On May 31, the government for the first time indicated it might "review" the firings of dozens of strikers as part of negotiations with the union once the workers returned to their jobs. The next day, a group of congresspeople from several parties asked the government to resume negotiations.

Luiz Inácio Lula da Silva, president of the Workers Party (PT), which is tied to Brazil's union movement, sent a letter to Cardoso June 1 accusing him of "intransigence" and holding him responsible for prolonging the conflict.

On the other hand, Lula was quoted in O Estado de Sao Paulo as saying, following a May 30 meeting with United Federation of Workers (CUT) president Vicente Paulo da Silva, "If it was up to me or to Vicente, the strike would already be over, but it's up to the oil workers to decide." The capitalist media highlighted such comments.

The economist Aloisio Mercadante, a prominent PT leader, told the Buenos Aires daily Clarín on June 3, after the strike was called off, that "the workers made mistakes" and that "the union was unable to work public opinion."

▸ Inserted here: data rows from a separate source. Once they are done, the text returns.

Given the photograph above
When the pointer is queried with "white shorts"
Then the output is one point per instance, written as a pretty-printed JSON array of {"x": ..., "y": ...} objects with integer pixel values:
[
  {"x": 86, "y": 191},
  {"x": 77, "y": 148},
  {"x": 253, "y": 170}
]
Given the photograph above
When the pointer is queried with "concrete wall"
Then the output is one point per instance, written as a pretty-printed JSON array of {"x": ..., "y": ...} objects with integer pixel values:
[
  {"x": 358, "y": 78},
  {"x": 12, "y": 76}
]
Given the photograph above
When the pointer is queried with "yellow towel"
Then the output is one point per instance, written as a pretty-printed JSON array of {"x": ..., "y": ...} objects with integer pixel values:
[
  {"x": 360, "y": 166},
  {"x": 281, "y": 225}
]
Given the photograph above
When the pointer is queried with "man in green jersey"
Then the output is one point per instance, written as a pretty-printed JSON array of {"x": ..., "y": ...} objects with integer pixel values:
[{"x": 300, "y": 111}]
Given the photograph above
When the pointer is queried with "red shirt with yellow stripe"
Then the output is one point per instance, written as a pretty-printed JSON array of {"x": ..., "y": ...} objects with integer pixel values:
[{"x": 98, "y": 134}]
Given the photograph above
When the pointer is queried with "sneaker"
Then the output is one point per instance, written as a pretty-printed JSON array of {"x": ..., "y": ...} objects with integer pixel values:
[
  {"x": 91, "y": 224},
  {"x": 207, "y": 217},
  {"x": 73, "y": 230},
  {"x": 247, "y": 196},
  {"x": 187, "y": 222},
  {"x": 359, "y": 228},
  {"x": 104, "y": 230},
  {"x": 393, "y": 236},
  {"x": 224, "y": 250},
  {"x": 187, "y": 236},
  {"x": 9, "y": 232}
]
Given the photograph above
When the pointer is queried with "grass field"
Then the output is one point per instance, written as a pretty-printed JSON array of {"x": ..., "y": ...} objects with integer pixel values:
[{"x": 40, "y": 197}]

On June 2, the leadership of the FUP recommended the suspension of the strike. Workers held union meetings around the country that day and voted to go back to work in order to resume negotiations. Workers at the Cubatao and Sao José dos Campos refineries initially voted to stay out until the dismissals were reversed; after a subsequent union meeting, they decided to join the other unionists by returning to work.

At the four militarized refineries, workers returned to their jobs only after the government withdrew the troops.

`We needed a truce'
"At our meeting, when we voted to go back, the mood was not discouraged but spirited," Carrara reported in the June 6 phone interview. "But the strike was suspended because there were some who were tired. We needed a truce."

The day after the strike, the capitalist press in Brazil and elsewhere ran blaring headlines like "Cardoso crushes oil workers' strike." Declaring that the road is now clear to open up Petrobra's for private investment, some big- business commentators point to the next two goals of the government: to put other state-owned properties like telecommunications on the chopping block, and to get rid of the system of annual cost-of-living wage adjustments.

Other progovernment voices have been less triumphalist. "Cardoso knows he cannot celebrate very much the political victory over the oil workers strike," wrote one columnist in the June 3 Jornal do Brasil, remarking that according to opinion polls, at least one-third of those surveyed blamed the government for the conflict, not the strikers, and another third blamed both sides.

In fact, in recent weeks Cardoso has been met with angry demonstrators who have pelted him with rocks and eggs wherever he appears in public, including the weekend after the suspension of the oil strike.

"The strike has raised more debate and awareness in the broader population on social questions like oil as the national patrimony," unionist Carrara said. "Because of what we have done, there will be more resistance to the government's policies now than there was before the strike."